Le problème capital des frontières est discuté à Moscou

Mais les questions économiques demeurent à l'arrière-plan

(De notre envoyé spécial à Moscou)

Brusquement, et alors qu'on en désespérait presque, la Conférence vient de rebondir. Pour comprendre cette séance où les Quatre ont abordé la question des frontières allemandes, on doit garder à l'esprit un fait : les décisions de la Conférence de Potsdam ont provoqué une congestion de l'Allemagne. Les transferts de population ont surpeuplé son territoire désormais restreint. En donnant à la Pologne les régions agricoles de la Poméranie, on a accentué le déséquilibre économique de l'ancien Reich. Comme M. Marshall l'a fait remarqué aujourd'hui, ce pays devait importer avant la guerre un cinquième de sa nourriture. Il devrait désormais en importer les deux cinquièmes. La conséquence de cet excès de population et de ce déséquilibre économique sera d'abord une sorte de pression de l'Allemagne sur ses frontières. D'où un danger permanent pour les pays voisins. Ce sera ensuite la nécessité de surindustrialiser ce territoire restreint et nécessairement importateur. Autre danger pour le reste de l'Europe.

Ces conséquences, l'URSS ne semble pas les voir. M. Molotov reste attaché aux décisions de Potsdam comme à un principe sacro-saint.
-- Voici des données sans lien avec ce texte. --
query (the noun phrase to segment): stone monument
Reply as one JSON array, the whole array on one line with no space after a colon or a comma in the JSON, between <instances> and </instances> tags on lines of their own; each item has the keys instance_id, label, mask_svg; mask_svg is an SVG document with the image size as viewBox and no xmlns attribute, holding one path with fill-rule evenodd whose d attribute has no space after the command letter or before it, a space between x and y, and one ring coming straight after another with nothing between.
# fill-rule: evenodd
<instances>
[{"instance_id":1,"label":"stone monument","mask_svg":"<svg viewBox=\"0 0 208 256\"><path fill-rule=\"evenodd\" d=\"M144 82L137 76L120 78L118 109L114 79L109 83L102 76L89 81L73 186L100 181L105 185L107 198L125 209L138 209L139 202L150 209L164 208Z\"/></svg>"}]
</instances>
Par contre, ce danger n'échappe visiblement pas aux Anglais et encore moins aux Américains. M. Marshall l'a bien souligné aujourd'hui même. Anglais et Américains en tirent cette conclusion : ne réduisons pas trop le territoire allemand, n'enlevons pas à l'Allemagne ses principales régions et, pour le reste, relevons son niveau industriel.

En fait, c'est revenir sur les accords de Potsdam, et M. Molotov a beau jeu lorsqu'il oppose aux Anglais et aux Américains les textes de cette conférence et jusqu'à des discours précis du président Truman. D'autre part c'est restaurer bien dangereusement l'Allemagne.

La France, qui peut d'autant plus critiquer les accords de Potsdam qu'elle n'y a pas été partie, propose une autre solution. Elle se ramène à peu près à ceci : on ne peut enlever à la Pologne les territoires qu'elle a valablement considérés comme siens et qui sont une compensations aux pertes qu'elle a subies du fait de la guerre et aux cessions qu'elle a consenties à l'Union soviétique. Par contre, il faut décongestionner l'Allemagne de la population accumulée par les transferts dus aux amputations subies à l'est. Permettons une émigration rationnelle des Allemands.  En outre, remédions aux déséquilibres économiques, empêchons l’industrie de prédominer sur l'agriculture. Détachons du territoire allemand sa principale région industrielle. On ne peut faire sans danger majeur de l'Allemagne un territoire surindustrialisé comme la Belgique. Alors faisons avec la seule Ruhr cette Belgique en l'internationalisant pour qu'elle ne menace personne.

Le débat d'aujourd'hui a matérialisé ces positions. Le point central en est l'exposé du général Marshall. Celui-ci s'est déclaré d'accord pour laisser à la Pologne, le sud de la Prusse Orientale, la Haute-Silésie (sous réserve d'un régime spécial) ; par contre, il semble vouloir restituer la Poméranie à l'Allemagne. En outre, il demande qu'une commission spéciale étudie les frontières germano-polonaises, en examinant en particulier si les territoires annexés par la Pologne sont suffisamment peuplés par elle et ne pourraient pas être mieux utilisés par l'Allemagne.